Traces of language contact: The Flores-Lembata languages in eastern Indonesia

On the 13th of November, Hanna Fricke successfully defended her doctoral thesis and graduated. The Leiden University Centre for Linguistics congratulates Hanna on this achievement.

Author
Hanna Fricke
Date
13 November 2019
Links
Leiden University Repository

Abstract

This dissertation reconstructs the history of the Flores-Lembata languages (Austronesian, eastern Indonesia) by investigating traces of contact in the lexicon and grammar. Part I fills a gap in the documentation of the Flores-Lembata languages by providing a descriptive grammar of the previously undescribed Central Lembata language. Part II researches the history of the phonology and the lexicon of the Flores-Lembata languages and provides evidence for both inherited lexical items and a non-Austronesian lexical substrate. Part III examines morpho-syntactic features and their history of contact.
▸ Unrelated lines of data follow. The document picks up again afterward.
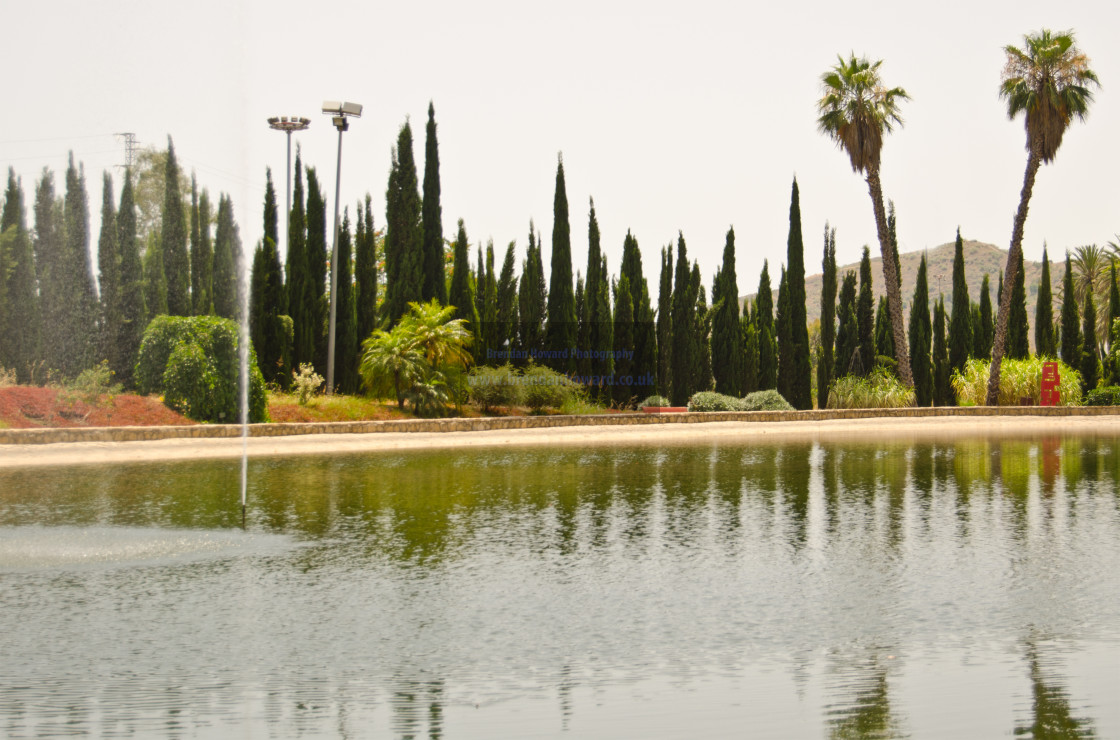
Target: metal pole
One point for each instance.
(334, 272)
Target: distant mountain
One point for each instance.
(979, 259)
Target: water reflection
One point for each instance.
(434, 588)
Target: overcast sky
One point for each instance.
(673, 116)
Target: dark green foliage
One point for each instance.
(767, 343)
(726, 334)
(133, 311)
(623, 340)
(1018, 331)
(318, 251)
(432, 218)
(665, 322)
(365, 272)
(960, 324)
(403, 232)
(847, 355)
(299, 278)
(20, 317)
(531, 299)
(942, 390)
(560, 329)
(346, 344)
(1071, 334)
(1090, 365)
(865, 316)
(1045, 343)
(826, 364)
(174, 241)
(800, 384)
(920, 338)
(195, 364)
(226, 261)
Eight atypical structural features of the Flores-Lembata languages are described and evaluated on their potential of being the result of contact with non-Austronesian languages of the area.It is proposed that the Flores-Lembata languages have been in contact with one or more languages typologically similar to the non-Austronesian Alor-Pantar languages that are currently spoken on two adjacent islands. This contact between Flores-Lembata languages and non-Austronesian languages must have been ongoing since the time of Proto-Flores-Lembata until after the break-up of the family into subgroups. The Lamaholot subgroups have gained more non-Austronesian features than the other subgroups. This suggests that the contact of each of the subgroups must have varied in intensity and length.